2.6. Literature Review WG
The Literature Review WG, coordinated by Donna Macmillan, presented an introduction to literature reviews, highlighting key differences between narrative review, systematic review, and systematic scoping or mapping reviews – and when each is appropriate. As the body of literature surrounding COVID-19 and its related AOs is large and increasing by the day, a pilot project focusing only on neurological outcomes related to COVID-19 was initiated. The project began by downloading all COVID-19 literature available in PubMed (86,075 papers as of January 2021). After filtering those containing neurological keywords, about 10,000 papers remained. These papers were manually screened using Sciome’s Swift-ActiveScreener, and if a paper’s title or abstract referred to the neurological impact of COVID-19, this paper was reserved, leaving about 2,000 papers. The next step for the WG is to fully assess each of these papers. Any paper matching the predetermined exclusion criteria (e.g., no primary data, no neurological outcomes reported) will be filtered out, and the final set of papers will be used to publish a systematic scoping review on the neurological effects of COVID-19. The protocol will be published in due course and may provide a useful starting point for other WGs to undertake similar systematic scoping reviews.

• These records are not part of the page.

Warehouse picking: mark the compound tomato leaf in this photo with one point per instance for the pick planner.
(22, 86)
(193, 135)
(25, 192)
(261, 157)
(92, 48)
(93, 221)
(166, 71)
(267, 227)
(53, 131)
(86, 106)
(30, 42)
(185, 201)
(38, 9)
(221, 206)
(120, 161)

2.7. Multiscale Impact Rogues WG
The Multiscale Impact Rogues WG, led by Ann Lam and Elan Ohayon, reported the outcomes of its five meetings and of various satellite discussions in chronological order of the meetings. The foundational ideas were outlined at the January CIAO workshop. The term “rogues” was proposed to reflect an act of rebellion against a molecular-centric perspective in the AOP field and the narrow outlook in the pandemic response. This is reflected in the current definitional assignments of MIE, KE, KER, and temporal assignment of factors. Although some of these themes are also explored in the other WGs, the anchor point remained a molecular mechanistic description without spatial and “higher-level” factor centrality. The group mandate aims to (a) elucidate the multiscale factors of COVID-19 and future pandemics prevention, (b) uphold the central goal of having a direct impact on resilience and outcomes for individuals and society, and (c) evolve the AOP framework to achieve understanding and impact across levels and time.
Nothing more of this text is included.